Caro Paolo: all’ennesimo controllo e correzione delle pagine in html per il lavoro che sto preparando, nauseato, ho detto basta! E sono andato a prendermi una bottiglia di vino: vuoi perché la ricerca di verità ha un suo peso da alleviare, al caso, anche così, vuoi perché mica è tanto semplice ricavare la giusta ragione da quello che, almeno ad ora, è emozione da liberare dal fango. Ho preso un Dolcetto delle Langhe. Le Langhe! Quelle, dove ancora si sentiva che l’odore di stallatico non era merda di vacca; era concime, allora.

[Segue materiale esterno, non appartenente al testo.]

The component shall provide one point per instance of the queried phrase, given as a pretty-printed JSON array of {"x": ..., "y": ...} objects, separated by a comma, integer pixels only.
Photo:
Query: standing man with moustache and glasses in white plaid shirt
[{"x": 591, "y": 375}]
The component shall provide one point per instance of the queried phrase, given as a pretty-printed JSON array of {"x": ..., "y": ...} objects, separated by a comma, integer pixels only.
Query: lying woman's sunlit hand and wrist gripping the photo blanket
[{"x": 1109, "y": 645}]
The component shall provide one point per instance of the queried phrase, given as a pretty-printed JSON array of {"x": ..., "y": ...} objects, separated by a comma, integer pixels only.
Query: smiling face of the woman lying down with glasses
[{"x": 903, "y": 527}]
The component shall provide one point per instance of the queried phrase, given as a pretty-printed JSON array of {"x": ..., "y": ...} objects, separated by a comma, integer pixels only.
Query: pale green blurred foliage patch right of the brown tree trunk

Su questi svinacciati pensieri mi sono preparato la cena: delle tagliatelle con ragù: della Knor, giusto per farti sapere che se tolgo foglie secche dai miei scritti, è sopratutto perché cerco l’essenza più che la pietanza. In attesa della cottura delle tagliatelle ho aperto il tuo libro. In cucina l’avevo messo sopra un Citati d’annata. Giusto per farti capire con chi ti accompagno. Sarà il vino al terzo bicchiere, sarà la scrittura del Citati, sarà quella tua, ma ad un certo punto il tutto ha preso un unica Antropomertria; geometria del corpo e della vita (avrei detto) più che statistica dalla triste fama. Comunque sia, la visione del tuo disegno non mi ha sorpreso più di tanto. Come l’avrei potuto, essendo tuo lettore da anni?
p.s. Solo oggi ho notato che mi hai messo in buona compagnia. Che peccato non avere nipoti!